Inhibition of adenosine metabolism increases myocardial interstitial adenosine concentrations and coronary flow

We employed an isolated guinea-pig heart model perfused at constant pressure (70 cmH₂O) to test the hypothesis that inhibition of adenosine metabolism increases interstitial adenosine concentrations (as measured with epicardial discs) and coronary flow. Iodotubercidin (ITU, 1 μm) and EHNA (erythro-9-[2-hydroxy-3-nonyl] adenine, 5 μm) were used to inhibit adenosine kinase and deaminase, respectively during control conditions and during metabolic stimulation with 1 μm isoproterenol. The adenosine receptor blocker 8-phenyltheophylline (8-PT) was used during control conditions to assess whether the response seen was adenosine specific. ITU plus EHNA decreased heart rate (202 ± 10 to 136 ± 11 beats/min) and increased coronary flow (8.2 ± 0.3 to 12.4 ± 0.9 ml/min/g) without a change in MVO₂, developed pressure or dP dt. ITU plus EHNA increased adenosine concentrations in epicardial fluid (0.24 ± 0.07 μm to 1.02 ± 0.09 μm) and venous effluent (40 ± 3 nm to 262 ± 32 nm) during control conditions, and adenosine release increased from 389 ± 96 pmols/min/g to 3480 ± 365 pmols/min/g. 8-PT infusion reversed the effects on heart rate and coronary flow and resulted in a persistent elevation of epicardial fluid adenosine concentrations. During metabolic stimulation with 1 μm isoproterenol, ITU plus EHNA significantly limited the increase in heart rate and ventricular developed pressure and dP dt while coronary flow increased to a significantly greater extent. Myocardial oxygen consumption was similar during metabolic stimulation between the two groups (vehicle vs. ITU plus EHNA).
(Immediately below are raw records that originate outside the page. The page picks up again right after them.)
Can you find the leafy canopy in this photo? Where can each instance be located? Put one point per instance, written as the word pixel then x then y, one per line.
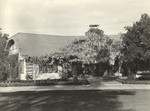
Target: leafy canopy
pixel 136 41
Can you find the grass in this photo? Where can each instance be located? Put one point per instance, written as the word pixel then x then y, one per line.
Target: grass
pixel 133 81
pixel 63 101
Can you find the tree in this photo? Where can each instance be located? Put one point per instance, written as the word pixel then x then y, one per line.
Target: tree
pixel 4 71
pixel 95 49
pixel 136 43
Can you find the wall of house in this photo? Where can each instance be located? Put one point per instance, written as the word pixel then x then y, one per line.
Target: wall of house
pixel 28 71
pixel 13 50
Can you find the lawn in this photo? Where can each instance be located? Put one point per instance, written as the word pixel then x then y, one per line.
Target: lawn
pixel 74 101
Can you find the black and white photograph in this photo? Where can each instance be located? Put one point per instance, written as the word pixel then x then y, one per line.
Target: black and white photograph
pixel 74 55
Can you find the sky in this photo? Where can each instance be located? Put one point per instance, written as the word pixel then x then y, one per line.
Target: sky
pixel 69 17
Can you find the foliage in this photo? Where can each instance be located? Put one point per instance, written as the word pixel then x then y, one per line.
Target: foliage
pixel 8 64
pixel 136 41
pixel 95 48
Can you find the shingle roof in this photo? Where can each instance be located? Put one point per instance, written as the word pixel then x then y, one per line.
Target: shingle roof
pixel 39 44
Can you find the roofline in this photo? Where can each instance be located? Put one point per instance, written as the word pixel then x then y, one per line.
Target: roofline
pixel 47 34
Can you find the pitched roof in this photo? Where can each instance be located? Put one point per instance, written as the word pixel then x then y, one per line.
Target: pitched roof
pixel 40 44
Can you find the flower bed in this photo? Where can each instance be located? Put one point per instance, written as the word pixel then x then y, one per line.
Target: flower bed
pixel 16 83
pixel 134 81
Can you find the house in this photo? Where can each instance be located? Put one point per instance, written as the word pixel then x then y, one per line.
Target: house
pixel 33 45
pixel 27 44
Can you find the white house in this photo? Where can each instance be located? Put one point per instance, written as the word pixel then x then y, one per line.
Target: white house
pixel 27 44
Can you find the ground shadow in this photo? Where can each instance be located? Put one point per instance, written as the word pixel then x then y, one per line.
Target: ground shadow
pixel 63 101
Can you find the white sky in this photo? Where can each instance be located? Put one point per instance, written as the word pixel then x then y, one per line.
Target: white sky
pixel 69 17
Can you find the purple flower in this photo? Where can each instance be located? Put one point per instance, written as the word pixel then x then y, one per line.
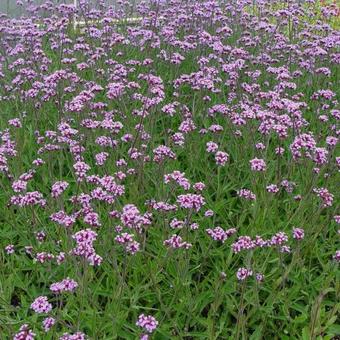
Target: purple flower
pixel 147 322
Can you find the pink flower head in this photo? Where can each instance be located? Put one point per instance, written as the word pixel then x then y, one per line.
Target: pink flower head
pixel 243 273
pixel 298 233
pixel 258 164
pixel 41 305
pixel 147 322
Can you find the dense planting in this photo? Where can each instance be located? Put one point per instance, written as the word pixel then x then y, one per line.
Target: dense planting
pixel 175 176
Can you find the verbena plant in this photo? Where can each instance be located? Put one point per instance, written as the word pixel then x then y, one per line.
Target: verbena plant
pixel 174 177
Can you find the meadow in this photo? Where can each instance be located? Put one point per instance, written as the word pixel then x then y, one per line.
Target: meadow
pixel 170 177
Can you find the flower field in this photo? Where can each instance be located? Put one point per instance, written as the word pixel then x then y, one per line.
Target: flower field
pixel 169 169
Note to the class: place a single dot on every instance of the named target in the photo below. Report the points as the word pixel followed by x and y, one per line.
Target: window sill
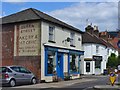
pixel 72 45
pixel 51 41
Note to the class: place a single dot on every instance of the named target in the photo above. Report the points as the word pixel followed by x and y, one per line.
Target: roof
pixel 33 14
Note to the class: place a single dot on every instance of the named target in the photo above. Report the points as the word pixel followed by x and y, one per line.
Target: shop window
pixel 74 67
pixel 51 33
pixel 51 65
pixel 97 64
pixel 107 51
pixel 72 39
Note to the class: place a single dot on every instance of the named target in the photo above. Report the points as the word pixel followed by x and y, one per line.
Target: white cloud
pixel 104 15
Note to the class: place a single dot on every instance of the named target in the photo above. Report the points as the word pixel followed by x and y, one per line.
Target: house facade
pixel 46 46
pixel 97 50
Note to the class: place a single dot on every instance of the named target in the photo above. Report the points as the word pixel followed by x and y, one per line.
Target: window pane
pixel 51 33
pixel 15 69
pixel 72 37
pixel 51 62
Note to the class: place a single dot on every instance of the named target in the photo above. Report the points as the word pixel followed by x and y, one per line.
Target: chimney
pixel 89 29
pixel 96 31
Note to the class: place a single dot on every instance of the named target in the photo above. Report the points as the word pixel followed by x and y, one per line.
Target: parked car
pixel 13 75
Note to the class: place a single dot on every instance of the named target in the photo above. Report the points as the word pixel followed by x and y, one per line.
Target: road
pixel 86 83
pixel 100 80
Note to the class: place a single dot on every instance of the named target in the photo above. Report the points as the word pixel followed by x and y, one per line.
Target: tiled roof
pixel 33 14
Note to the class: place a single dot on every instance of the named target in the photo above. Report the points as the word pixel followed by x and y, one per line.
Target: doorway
pixel 60 65
pixel 87 66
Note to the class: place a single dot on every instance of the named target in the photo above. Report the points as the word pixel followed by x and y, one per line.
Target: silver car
pixel 13 75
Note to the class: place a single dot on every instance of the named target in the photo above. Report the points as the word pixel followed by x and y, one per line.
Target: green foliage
pixel 113 61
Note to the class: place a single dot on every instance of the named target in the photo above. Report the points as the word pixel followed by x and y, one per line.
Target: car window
pixel 24 70
pixel 15 69
pixel 5 69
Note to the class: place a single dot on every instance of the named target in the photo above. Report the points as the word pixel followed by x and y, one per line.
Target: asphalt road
pixel 100 80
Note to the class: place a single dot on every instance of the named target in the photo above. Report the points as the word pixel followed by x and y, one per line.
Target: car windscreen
pixel 4 69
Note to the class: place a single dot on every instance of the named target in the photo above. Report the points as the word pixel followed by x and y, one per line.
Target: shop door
pixel 60 65
pixel 87 66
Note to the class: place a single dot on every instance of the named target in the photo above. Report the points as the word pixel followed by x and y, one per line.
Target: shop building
pixel 97 50
pixel 43 44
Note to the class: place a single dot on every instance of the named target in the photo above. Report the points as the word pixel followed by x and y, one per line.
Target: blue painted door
pixel 60 65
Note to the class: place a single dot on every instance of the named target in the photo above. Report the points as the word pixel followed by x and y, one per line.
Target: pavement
pixel 60 84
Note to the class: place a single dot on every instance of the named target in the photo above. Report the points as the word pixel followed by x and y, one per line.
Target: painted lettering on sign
pixel 28 39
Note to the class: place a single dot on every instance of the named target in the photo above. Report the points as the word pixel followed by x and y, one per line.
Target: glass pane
pixel 51 62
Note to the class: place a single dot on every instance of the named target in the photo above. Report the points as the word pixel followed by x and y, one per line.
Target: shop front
pixel 62 62
pixel 98 60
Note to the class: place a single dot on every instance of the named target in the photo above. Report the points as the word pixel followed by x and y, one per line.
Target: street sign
pixel 112 78
pixel 118 44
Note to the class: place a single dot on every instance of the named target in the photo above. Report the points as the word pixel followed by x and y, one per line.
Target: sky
pixel 78 14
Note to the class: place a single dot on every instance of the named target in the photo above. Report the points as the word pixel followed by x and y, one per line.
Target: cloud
pixel 105 15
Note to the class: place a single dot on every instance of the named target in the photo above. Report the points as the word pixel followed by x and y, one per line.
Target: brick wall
pixel 7 44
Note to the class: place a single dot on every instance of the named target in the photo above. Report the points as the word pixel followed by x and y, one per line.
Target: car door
pixel 17 74
pixel 26 75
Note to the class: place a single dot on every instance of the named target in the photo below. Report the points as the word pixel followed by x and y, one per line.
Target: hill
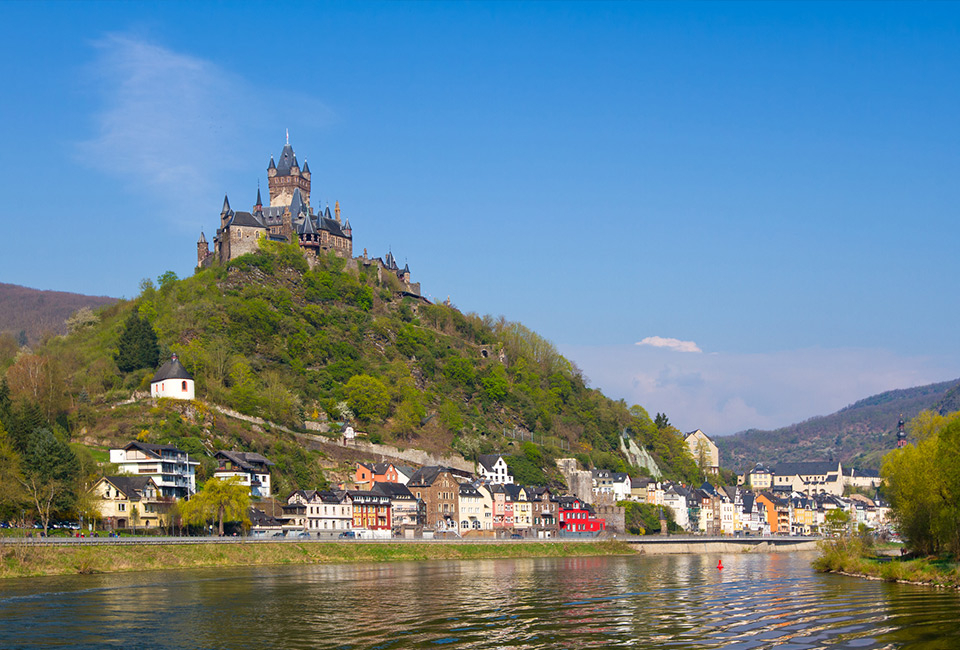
pixel 37 313
pixel 859 434
pixel 267 336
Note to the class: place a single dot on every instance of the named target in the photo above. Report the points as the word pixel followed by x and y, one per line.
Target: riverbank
pixel 851 558
pixel 23 560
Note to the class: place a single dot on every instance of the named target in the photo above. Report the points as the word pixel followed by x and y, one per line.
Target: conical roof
pixel 172 369
pixel 287 160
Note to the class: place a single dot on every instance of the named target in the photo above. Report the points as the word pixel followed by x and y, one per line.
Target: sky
pixel 741 215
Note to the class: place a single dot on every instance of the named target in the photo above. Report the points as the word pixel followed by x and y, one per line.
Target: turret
pixel 285 175
pixel 226 212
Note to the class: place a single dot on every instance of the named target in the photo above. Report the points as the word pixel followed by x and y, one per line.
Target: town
pixel 391 500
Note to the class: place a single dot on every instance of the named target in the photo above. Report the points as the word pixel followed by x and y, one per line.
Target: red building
pixel 576 517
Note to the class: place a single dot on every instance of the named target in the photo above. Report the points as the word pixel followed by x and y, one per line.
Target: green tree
pixel 368 398
pixel 220 500
pixel 137 346
pixel 923 484
pixel 495 384
pixel 49 475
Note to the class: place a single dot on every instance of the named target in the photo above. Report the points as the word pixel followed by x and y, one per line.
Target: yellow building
pixel 130 502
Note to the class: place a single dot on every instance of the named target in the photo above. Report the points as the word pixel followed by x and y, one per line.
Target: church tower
pixel 285 176
pixel 901 434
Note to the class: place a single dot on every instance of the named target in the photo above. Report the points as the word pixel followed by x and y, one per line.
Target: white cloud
pixel 724 393
pixel 177 127
pixel 671 344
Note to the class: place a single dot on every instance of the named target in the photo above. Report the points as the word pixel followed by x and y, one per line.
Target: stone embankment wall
pixel 694 548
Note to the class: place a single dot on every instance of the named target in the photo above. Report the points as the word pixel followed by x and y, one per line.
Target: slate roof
pixel 172 369
pixel 151 448
pixel 288 159
pixel 425 476
pixel 489 460
pixel 805 468
pixel 131 486
pixel 245 219
pixel 248 461
pixel 393 490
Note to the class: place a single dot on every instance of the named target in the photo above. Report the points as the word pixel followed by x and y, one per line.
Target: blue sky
pixel 742 215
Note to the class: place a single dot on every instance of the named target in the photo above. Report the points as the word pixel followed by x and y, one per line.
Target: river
pixel 676 601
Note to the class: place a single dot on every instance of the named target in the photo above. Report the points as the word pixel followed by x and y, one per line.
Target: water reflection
pixel 757 601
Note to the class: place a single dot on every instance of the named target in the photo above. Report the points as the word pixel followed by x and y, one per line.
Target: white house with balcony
pixel 492 468
pixel 170 468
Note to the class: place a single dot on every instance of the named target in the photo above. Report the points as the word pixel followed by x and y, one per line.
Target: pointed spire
pixel 307 227
pixel 296 204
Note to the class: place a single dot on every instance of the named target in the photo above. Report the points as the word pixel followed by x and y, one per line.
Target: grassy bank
pixel 852 557
pixel 19 560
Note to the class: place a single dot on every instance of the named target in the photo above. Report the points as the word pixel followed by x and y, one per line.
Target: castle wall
pixel 242 241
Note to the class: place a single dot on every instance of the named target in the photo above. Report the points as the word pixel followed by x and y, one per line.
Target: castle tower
pixel 203 250
pixel 901 434
pixel 284 176
pixel 226 212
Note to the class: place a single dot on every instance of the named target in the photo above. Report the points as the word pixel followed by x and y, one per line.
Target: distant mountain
pixel 37 312
pixel 858 435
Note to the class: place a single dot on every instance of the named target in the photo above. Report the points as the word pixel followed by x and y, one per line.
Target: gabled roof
pixel 487 461
pixel 248 461
pixel 172 369
pixel 805 468
pixel 245 219
pixel 700 432
pixel 151 448
pixel 425 476
pixel 393 490
pixel 132 487
pixel 306 226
Epicardial fluid adenosine concentration in the vehicle-treated group increased from 0.17 ± 0.3 μm to 0.34 ± 0.02 μm at 15 min of isoproterenol stimulation whereas it increased from 1.10 ± 0.02 μm to 2.90 ± 0.46 μm in the ITU plus EHNA-treated group. Inhibition of adenosine metabolism during metabolic stimulation significantly increased venous adenosine concentrations and adenosine release and reduced inosine and hypoxanthine release proportionately. The release of adenosine + inosine + hypoxanthine was unchanged. Inhibition of adenosine metabolism provides evidence supporting the hypothesis that adenosine plays a role in regulating coronary vascular resistance as well as influencing heart rate and ventricular inotropy.